Ce roman m’a bouleversée, passionnée, attristée. Et le final est déchirant, même si je ne m’attendais pas à un dénouement heureux. Le suspense ne faiblit jamais et la fin nous assène le coup de grâce. Une grande maîtrise de l’auteur, presque cinématographique. La tension croissante et constante nous fait tourner les pages avec une certaine frénésie alors qu’on aimerait aussi s’arrêter sur l’écriture intense, claire et subtile.
Mais le véritable intérêt du roman ne réside pas dans l’entretien du suspense. Il est dans la narration, avec des mots simples, humains, posés au fil des pages d’une histoire poétique, romantique et, partant, tragique. Bouleversante. On n’est pas loin de la tragédie grecque.
Je vais faire vite à lire les deux précédents romans de Robert Goolrick, Féroces et Une femme simple et honnête en priant pour les aimer autant. Dommage qu’il ait commencé si tard à écrire. C’est vraiment un grand romancier. Pourvu qu’il rattrape le temps perdu !
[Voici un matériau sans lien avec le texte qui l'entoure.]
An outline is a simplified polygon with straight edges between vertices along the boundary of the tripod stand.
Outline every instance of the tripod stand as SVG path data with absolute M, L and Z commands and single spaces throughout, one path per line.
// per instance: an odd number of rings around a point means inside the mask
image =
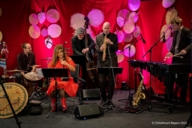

Juste pour le plaisir, J’y ai noté un passage dans lequel la passion est rendue d’une façon bouleversante :
Il entendait son nom partout. Dans les bruissements de feuillage devant la fenêtre de sa chambre à coucher. Dans les ondulations à la surface des ruisseaux qui couraient sur les terres. Dans le chuintement de ses pneus sur l’asphalte. Il en sentait la douceur sur sa peau, la fraîcheur dans l’air qu’il respirait, la bénédiction dans le contact des draps qui s’enroulaient autour de son corps la nuit. Sylvan. Il n’avait jamais partagé ne serait-ce qu’une conversation avec elle, il n’avait entendu sa voix enfantine qu’une seule fois. Et il se retrouvait incapable de penser à quoi que ce soit d’autre. Chaque fois qu’elle traversait son esprit, c’était comme si Charlie recevait un violent coup de poing dans le ventre». La passion, pas l’amour.
Vivent les livres et ceux qui les écrivent !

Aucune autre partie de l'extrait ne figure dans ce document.